Ce billet est un article invité. Il a été rédigé par Océane Mignot sur le blog de Bertrand Jouvenot.

Extrait de l’ouvrage : « La Transformation Digitale des entreprises : Principes, exemples, Mise en œuvre, impact social », Edition Maxima, Océane Mignot, Février 2019.

La question essentielle qui me semblait nécessaire à développer est la dignité humaine dans une société de plus en plus digitale. Que devient la complexité de la nature humaine ? Peux-t-on parler encore de richesse de la diversité ?

Déshumanisation et employabilité

Bien que la robotique puisse apporter un grand soutien dans les soins de santé, le divertissement, la police et l’armée, il faut que la technologie soit appliquée dans un certain cadre réglementaire. Si ce n’est pas le cas, elle peut miner la dignité humaine. Il s’agit du risque d’objectivation ou d’instrumentalisation des personnes, c’est-à-dire de déshumanisation. Le secteur des soins de santé semble préoccupé par la mise en œuvre de la robotique. La façon dont les robots sont déployés semble être une préoccupation. M.Coeckelberg[1] soutient que les robots de soins ne devraient être utilisés que pour des « tâches de soins de routine ». Cela signifie des tâches pour lesquelles aucune implication émotionnelle, intime et personnelle n’est requise. Si des robots sont déployés pour remplacer le soignant, il y a un risque que les soins soient déshumanisés selon A.Sharkey[2]. Lorsque les robots prennent en charge des tâches telles que l’alimentation et le levage, les personnes en quête de soins peuvent se sentir traitées comme des objets. La plainte éthique au sujet de l’« objectivation » est liée à l’idée que les robots ne peuvent pas fournir de soins. L’argument sous-jacent est que les robots sont des dispositifs qui ne sont pas capables de reproduire l’empathie. Le contact humain est généralement considéré comme essentiel pour fournir de bons soins. La qualité de vie du patient doit donc être le principe directeur de la robotique dans les soins de santé selon A.Van Wynsberghe[3].

Il existe également un risque de déshumanisation dans d’autres domaines que la santé. Dans le domaine de la défense, les soldats qui contrôlent des robots armés à distance ne sont pas présents dans la zone dangereuse. Dans une telle situation, l’utilisation de robots téléguidés crée une distance émotionnelle et morale, entre l’action et les implications éthiques de cette action. Les partisans soutiennent que cela peut réduire la souffrance psychologique chez les soldats, tout en rendant les décisions plus rationnelles[4]. Les critiques craignent que le danger qui se cache dans la création d’une plus grande distance entre une action et ses conséquences amène les contrôleurs à prendre des décisions importantes, parfois de vie ou de mort, comme s’ils jouaient à un jeu vidéo.

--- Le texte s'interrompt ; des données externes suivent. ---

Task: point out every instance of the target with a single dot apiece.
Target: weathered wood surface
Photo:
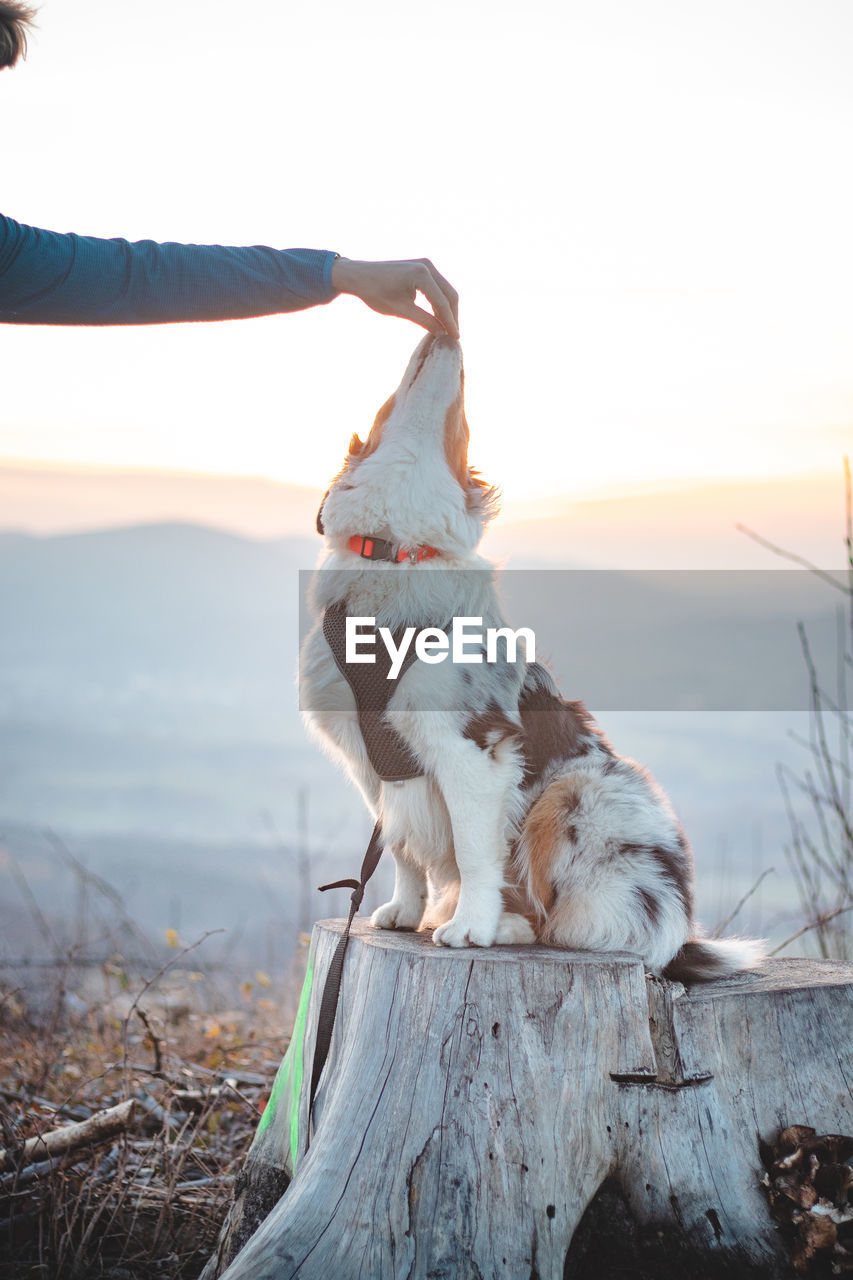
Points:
(475, 1101)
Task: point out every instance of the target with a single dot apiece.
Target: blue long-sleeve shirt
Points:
(49, 278)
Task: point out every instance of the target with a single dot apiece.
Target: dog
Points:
(512, 821)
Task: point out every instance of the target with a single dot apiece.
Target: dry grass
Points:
(149, 1202)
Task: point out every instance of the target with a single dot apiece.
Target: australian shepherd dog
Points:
(524, 824)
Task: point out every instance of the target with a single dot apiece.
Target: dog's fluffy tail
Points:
(706, 959)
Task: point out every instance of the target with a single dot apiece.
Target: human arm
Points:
(50, 278)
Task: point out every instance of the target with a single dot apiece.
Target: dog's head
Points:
(410, 481)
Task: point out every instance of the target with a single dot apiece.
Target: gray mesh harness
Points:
(372, 690)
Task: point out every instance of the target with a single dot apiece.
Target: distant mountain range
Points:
(147, 711)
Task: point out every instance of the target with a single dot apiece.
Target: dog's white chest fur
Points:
(525, 823)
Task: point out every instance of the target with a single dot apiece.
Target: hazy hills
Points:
(147, 713)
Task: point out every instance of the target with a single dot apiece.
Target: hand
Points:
(389, 288)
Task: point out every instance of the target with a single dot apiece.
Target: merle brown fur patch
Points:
(489, 728)
(553, 730)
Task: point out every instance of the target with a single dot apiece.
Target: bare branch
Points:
(746, 897)
(813, 924)
(797, 560)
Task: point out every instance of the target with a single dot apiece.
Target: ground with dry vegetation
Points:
(146, 1201)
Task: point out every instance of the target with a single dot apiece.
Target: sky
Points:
(644, 208)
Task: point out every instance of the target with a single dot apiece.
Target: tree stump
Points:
(478, 1102)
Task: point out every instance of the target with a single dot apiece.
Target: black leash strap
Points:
(332, 988)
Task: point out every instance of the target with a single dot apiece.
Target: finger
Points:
(434, 295)
(447, 288)
(409, 311)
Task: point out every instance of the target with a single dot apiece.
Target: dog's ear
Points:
(483, 499)
(456, 437)
(319, 513)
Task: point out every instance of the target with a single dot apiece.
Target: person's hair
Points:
(14, 21)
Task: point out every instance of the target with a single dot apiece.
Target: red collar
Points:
(378, 548)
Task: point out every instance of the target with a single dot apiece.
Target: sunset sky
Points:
(646, 209)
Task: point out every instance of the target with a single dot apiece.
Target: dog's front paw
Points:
(514, 929)
(397, 915)
(466, 931)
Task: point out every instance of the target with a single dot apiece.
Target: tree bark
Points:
(477, 1102)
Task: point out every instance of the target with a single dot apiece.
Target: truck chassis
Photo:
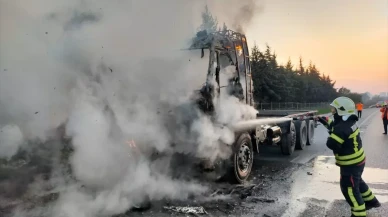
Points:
(294, 133)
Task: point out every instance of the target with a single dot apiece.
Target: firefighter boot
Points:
(372, 204)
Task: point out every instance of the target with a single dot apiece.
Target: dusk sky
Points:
(347, 39)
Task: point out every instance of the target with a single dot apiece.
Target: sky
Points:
(347, 39)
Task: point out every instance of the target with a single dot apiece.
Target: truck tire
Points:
(242, 160)
(311, 131)
(301, 135)
(288, 141)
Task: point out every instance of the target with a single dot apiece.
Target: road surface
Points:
(305, 184)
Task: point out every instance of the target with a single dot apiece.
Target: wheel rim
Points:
(293, 135)
(304, 136)
(311, 133)
(244, 159)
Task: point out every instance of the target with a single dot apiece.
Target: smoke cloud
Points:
(109, 72)
(237, 14)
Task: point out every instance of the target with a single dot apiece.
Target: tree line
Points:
(275, 82)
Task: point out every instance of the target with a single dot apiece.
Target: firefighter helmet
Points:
(344, 106)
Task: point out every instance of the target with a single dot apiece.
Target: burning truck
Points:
(227, 51)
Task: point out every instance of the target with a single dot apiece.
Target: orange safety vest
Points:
(383, 110)
(359, 106)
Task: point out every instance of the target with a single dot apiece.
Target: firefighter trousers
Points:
(355, 190)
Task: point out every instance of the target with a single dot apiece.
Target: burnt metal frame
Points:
(224, 43)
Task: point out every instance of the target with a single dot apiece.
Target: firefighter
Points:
(384, 116)
(346, 144)
(359, 106)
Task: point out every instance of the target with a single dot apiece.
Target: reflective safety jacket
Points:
(384, 113)
(359, 106)
(345, 142)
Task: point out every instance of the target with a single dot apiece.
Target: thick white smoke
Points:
(112, 71)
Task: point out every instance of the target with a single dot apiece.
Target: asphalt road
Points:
(305, 184)
(314, 188)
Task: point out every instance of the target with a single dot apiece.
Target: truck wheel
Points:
(301, 134)
(242, 160)
(311, 130)
(288, 140)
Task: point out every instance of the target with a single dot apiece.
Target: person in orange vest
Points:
(359, 106)
(384, 116)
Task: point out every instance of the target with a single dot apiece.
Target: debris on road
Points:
(262, 200)
(187, 210)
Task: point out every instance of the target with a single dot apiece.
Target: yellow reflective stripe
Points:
(351, 162)
(366, 193)
(336, 138)
(356, 208)
(359, 213)
(354, 136)
(351, 156)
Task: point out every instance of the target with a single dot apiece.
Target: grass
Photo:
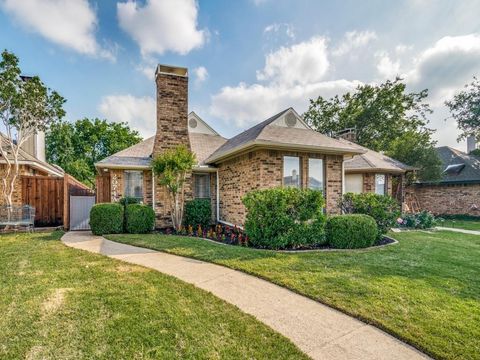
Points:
(61, 303)
(424, 290)
(461, 224)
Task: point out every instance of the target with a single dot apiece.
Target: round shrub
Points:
(384, 209)
(106, 218)
(282, 218)
(198, 212)
(139, 219)
(352, 231)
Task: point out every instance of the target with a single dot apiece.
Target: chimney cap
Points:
(171, 70)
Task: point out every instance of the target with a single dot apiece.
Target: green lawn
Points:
(462, 224)
(425, 290)
(61, 303)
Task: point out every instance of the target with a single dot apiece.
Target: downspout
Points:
(153, 191)
(218, 197)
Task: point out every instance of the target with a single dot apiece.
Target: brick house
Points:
(280, 151)
(32, 162)
(458, 192)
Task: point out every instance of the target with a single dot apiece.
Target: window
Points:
(291, 171)
(380, 184)
(315, 174)
(134, 184)
(202, 186)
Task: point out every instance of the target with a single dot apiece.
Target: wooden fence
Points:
(50, 196)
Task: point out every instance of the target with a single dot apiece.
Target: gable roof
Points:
(458, 167)
(24, 158)
(374, 161)
(267, 133)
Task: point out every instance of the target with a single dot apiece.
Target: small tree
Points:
(465, 109)
(172, 168)
(27, 106)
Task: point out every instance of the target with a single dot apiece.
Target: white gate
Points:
(80, 207)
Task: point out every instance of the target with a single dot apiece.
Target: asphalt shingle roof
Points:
(267, 132)
(470, 173)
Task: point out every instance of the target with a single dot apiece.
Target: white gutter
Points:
(218, 197)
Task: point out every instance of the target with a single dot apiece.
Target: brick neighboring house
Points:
(458, 192)
(280, 151)
(32, 163)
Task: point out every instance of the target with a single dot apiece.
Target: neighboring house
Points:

Les robots armés téléguidés peuvent augmenter le risque de déshumaniser l’ennemi et de désensibiliser le contrôleur selon L.Royakkers et Q.Van Est[5].

Un autre aspect qui a fait l’objet de nombreuses discussions ces dernières années est l’impact potentiel de la robotisation sur l’emploi. Les robots ne sont pas seulement capables de supporter des tâches humaines. Ils peuvent de plus en plus les remplacer et donc détruire des emplois. Deux écoles opposées dominent cette discussion sur l’effet de l’automatisation. D’une part, la robotisation mène à la croissance économique, à la croissance de l’emploi (de nouveaux emplois sont créés) et à une distribution acceptable de la richesse. D’autre part, la robotisation mène à une diminution des emplois et par conséquent à un déclin de la prospérité selon R.Van Est et L.Kool[6].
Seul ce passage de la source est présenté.